Eğer kiralanana yapılacak tadilat, değiştirme veya genişletme işlemleri kiracının o taşınmazda ikametgah etmesini engelleyecek düzeydeyse bu durumda kiracının tahliyesine karar verilir. Taşınmazın bu işlemler sırasında ikametgaha elverişli olup olmadığı da bilirkişi raporu sayesinde anlaşılır. Bilirkişi raporunda taşınmazda oturup oturulamayacağının fennen tespiti yeterlidir. Ayrıca hayati tehlikenin arz edip arz etmediğinin tespitinin yapılmasına gerek yoktur.
- Tadilata İlişkin Onaylı Proje Bulunmalıdır.

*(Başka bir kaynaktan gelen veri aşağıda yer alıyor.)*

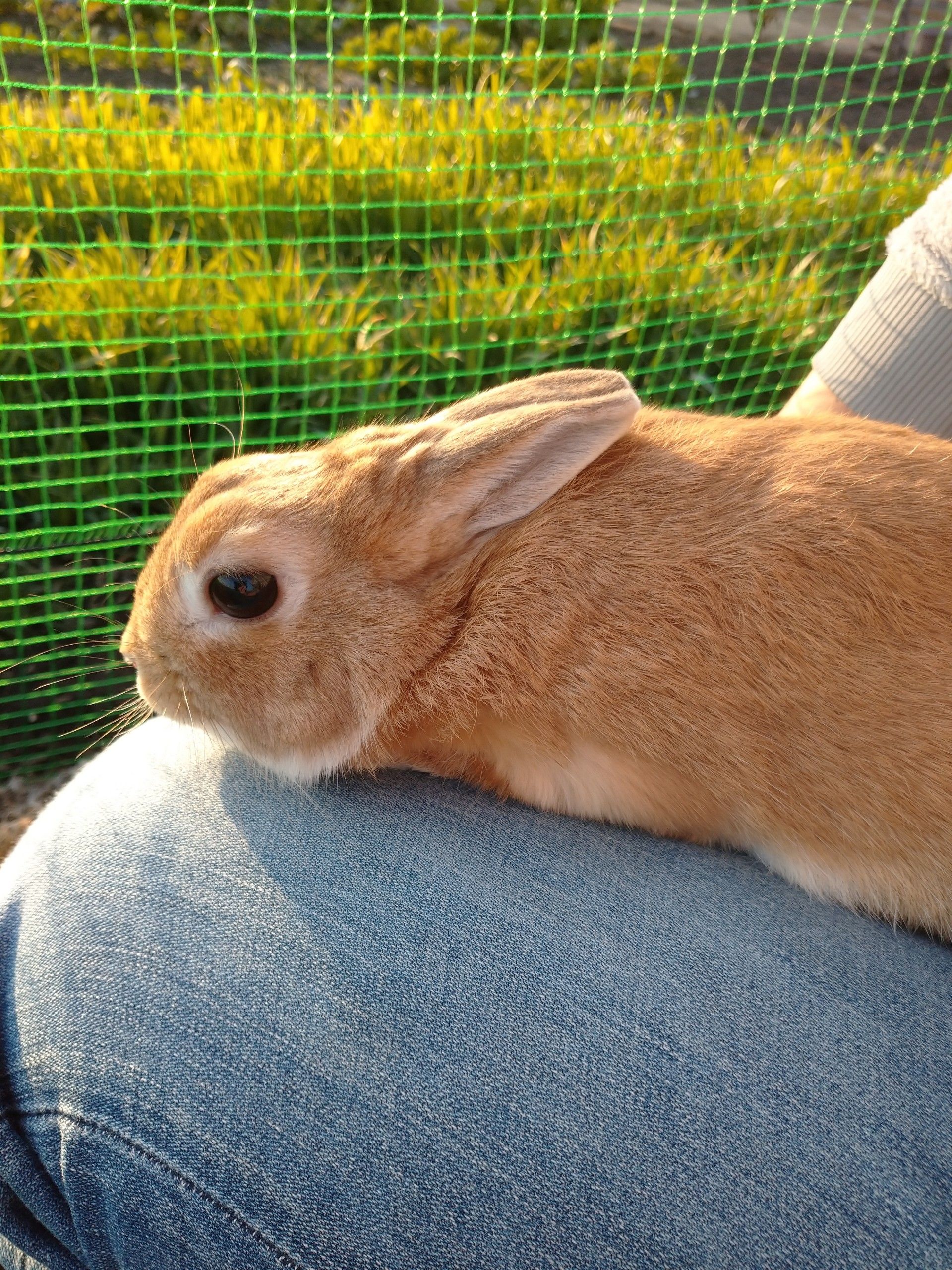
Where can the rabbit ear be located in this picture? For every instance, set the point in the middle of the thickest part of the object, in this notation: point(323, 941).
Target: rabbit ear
point(488, 461)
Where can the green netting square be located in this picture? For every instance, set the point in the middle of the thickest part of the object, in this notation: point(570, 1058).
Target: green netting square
point(294, 216)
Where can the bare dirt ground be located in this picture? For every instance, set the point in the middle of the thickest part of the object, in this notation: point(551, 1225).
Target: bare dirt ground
point(826, 64)
point(817, 64)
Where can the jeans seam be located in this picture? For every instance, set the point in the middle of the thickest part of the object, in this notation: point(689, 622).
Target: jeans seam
point(140, 1150)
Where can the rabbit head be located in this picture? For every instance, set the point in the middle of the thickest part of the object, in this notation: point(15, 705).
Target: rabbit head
point(295, 595)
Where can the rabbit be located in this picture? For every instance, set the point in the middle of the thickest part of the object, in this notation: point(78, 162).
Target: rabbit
point(731, 632)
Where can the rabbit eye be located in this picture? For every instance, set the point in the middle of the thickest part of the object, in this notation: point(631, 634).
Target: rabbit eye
point(243, 595)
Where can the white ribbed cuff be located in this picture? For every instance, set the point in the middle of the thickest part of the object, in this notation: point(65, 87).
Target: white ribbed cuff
point(892, 356)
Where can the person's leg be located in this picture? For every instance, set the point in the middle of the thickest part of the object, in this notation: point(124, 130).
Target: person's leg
point(398, 1024)
point(892, 356)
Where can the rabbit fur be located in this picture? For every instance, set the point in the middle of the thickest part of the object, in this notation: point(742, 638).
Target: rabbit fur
point(733, 632)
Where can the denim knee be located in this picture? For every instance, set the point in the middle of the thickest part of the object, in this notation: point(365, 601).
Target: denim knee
point(394, 1023)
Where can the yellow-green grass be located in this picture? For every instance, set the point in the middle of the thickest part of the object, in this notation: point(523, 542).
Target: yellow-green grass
point(382, 257)
point(370, 258)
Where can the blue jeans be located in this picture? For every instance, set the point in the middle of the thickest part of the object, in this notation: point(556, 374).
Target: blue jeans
point(397, 1024)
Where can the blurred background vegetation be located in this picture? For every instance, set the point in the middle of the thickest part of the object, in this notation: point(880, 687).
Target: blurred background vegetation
point(289, 218)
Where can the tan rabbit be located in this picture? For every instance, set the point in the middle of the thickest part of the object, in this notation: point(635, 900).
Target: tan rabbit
point(726, 631)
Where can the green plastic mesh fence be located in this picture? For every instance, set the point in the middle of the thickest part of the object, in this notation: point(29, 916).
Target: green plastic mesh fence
point(295, 216)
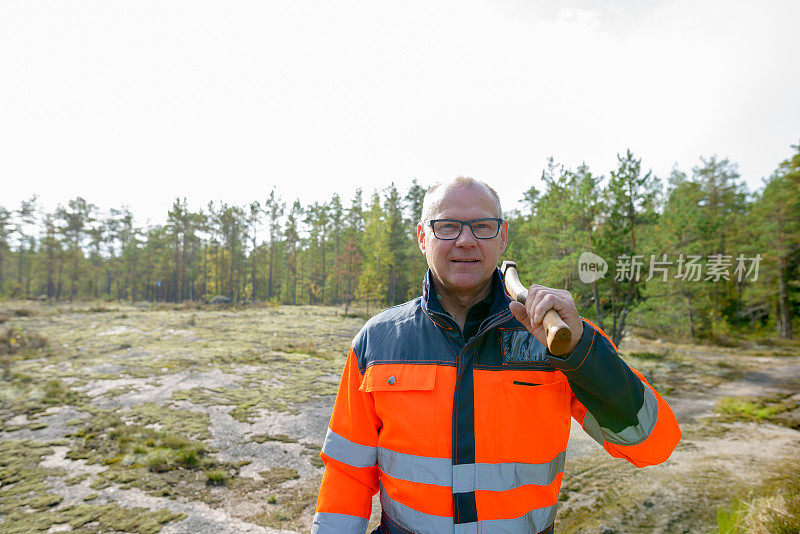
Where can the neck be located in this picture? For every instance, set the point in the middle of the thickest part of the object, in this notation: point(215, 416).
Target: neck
point(457, 304)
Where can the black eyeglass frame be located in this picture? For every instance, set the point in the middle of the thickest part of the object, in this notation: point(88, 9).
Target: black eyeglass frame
point(498, 220)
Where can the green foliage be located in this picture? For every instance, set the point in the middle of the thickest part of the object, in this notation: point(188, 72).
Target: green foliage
point(339, 252)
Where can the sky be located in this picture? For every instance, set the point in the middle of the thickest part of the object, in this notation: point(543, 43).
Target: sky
point(137, 103)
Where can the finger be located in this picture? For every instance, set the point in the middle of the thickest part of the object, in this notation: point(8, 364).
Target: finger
point(545, 303)
point(535, 295)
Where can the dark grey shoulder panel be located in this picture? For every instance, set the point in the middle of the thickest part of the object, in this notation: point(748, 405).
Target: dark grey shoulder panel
point(402, 334)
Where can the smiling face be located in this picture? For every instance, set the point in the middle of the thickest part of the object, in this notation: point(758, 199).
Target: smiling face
point(462, 267)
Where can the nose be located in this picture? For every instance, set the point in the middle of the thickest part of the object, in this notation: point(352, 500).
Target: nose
point(466, 238)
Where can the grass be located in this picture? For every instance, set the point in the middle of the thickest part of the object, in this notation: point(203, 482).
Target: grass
point(783, 409)
point(773, 508)
point(216, 477)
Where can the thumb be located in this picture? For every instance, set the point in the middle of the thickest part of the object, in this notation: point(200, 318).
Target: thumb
point(519, 312)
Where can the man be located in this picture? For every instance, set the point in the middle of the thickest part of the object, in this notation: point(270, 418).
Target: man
point(451, 406)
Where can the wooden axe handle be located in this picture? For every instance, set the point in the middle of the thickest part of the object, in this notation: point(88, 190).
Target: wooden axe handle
point(559, 335)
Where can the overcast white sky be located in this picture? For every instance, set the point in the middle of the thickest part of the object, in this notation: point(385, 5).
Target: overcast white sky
point(140, 102)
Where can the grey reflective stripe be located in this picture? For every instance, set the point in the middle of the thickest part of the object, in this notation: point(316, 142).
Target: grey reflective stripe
point(329, 523)
point(345, 451)
point(422, 469)
point(534, 521)
point(632, 435)
point(505, 476)
point(413, 520)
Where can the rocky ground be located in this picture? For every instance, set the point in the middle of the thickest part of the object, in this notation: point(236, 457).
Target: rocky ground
point(123, 418)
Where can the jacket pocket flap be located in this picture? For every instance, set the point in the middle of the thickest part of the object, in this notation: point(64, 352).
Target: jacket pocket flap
point(399, 377)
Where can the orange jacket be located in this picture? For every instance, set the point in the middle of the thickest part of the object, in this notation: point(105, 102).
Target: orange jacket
point(470, 437)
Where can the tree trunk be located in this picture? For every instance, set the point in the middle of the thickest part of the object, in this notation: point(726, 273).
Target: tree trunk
point(783, 322)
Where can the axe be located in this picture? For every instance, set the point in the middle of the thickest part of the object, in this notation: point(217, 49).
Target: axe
point(559, 335)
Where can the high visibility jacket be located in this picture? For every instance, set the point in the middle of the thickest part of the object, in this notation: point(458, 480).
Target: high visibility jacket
point(470, 437)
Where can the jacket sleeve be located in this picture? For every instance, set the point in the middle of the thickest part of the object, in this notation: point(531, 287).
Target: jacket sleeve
point(614, 404)
point(349, 453)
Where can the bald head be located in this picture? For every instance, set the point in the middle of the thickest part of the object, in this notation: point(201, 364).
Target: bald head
point(436, 193)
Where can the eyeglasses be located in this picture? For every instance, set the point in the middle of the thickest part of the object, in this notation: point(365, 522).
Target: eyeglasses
point(449, 229)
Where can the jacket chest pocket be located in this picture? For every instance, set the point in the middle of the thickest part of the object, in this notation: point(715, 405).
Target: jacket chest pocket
point(405, 400)
point(532, 418)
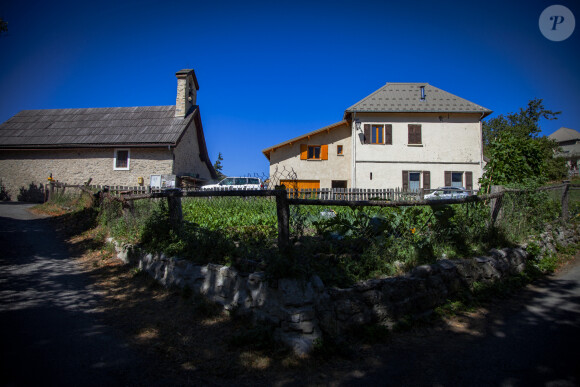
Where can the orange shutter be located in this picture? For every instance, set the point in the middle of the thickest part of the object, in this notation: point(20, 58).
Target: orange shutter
point(324, 152)
point(303, 151)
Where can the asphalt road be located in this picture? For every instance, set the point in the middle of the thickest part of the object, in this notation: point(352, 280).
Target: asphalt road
point(50, 332)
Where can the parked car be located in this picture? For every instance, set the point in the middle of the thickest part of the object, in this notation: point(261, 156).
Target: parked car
point(236, 183)
point(447, 193)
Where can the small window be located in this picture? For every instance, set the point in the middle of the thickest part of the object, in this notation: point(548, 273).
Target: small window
point(414, 134)
point(122, 159)
point(414, 181)
point(377, 134)
point(314, 152)
point(457, 179)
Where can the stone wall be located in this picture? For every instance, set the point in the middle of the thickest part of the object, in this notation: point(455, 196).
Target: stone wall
point(20, 168)
point(302, 310)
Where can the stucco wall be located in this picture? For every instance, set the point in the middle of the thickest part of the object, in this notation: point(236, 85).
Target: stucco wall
point(187, 161)
point(19, 168)
point(335, 168)
point(449, 142)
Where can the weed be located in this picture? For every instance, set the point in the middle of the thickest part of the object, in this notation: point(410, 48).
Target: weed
point(258, 337)
point(371, 334)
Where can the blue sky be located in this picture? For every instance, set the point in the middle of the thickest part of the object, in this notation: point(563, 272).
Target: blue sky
point(271, 71)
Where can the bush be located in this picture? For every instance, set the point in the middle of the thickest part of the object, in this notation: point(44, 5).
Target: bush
point(33, 194)
point(4, 194)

Esaslı tadilat nedeniyle tahliyenin mümkün olabilmesi için onaylı bir projenin bulunması gerekir. İmarca onaylı proje ve ruhsatın dava dilekçesinin ekinde sunulması gerekir. Eğer bu belgeler dava ekinde sunulmamışsa bu durumda davacıya süre verilmelidir. Ayrıca projenin imar mevzuatına göre uygulanabilecek bir proje olup olmadığının keşif yapılarak belirlenmesi gerekir. Nihayet ‘’ T.C YARGITAY 3.Hukuk Dairesi 28.11.2017 tarih 2017/ 7211 Es. 2017 / 16601 K. Sayılı ilamında ‘’ Somut olayda, davacı vekili, avam projenin binanın tümü için hazırlandığı uygulanacağı alanın konumu nedeniyle hazırlanmasının vakit aldığını, bu nedenle projenin onay aşamasına gelmediğini beyanla süre verilmesini talep etmiştir. Yukarıda açıklandığı üzere projenin dava tarihinden sonra ibrazı mümkün olduğuna göre Mahkemece ilgili tarafa proje ibrazı için makul bir süre verilmesi ve ibraz edilmemesi halinde davanın reddine karar verilmesi gerekirken davacıya herhangi bir kesin süre verilmeden istemin reddine karar verilmesi doğru olmadığı gibi, ayrıca gönderilen ihtarnamede yeniden inşaat ve esaslı tamirden bahsedilmemiş olması da tahliye davasının açılmasına engel değildir. Bu nedenlerle yazılı gerekçe ile davanın reddine karar verilmesi usul ve yasaya aykırı olup hükmün bozulması gerekmiştir. ’şeklinde hüküm tesis etmiştir.
- Tahliye Davasının Süresi İçinde Açılmalıdır.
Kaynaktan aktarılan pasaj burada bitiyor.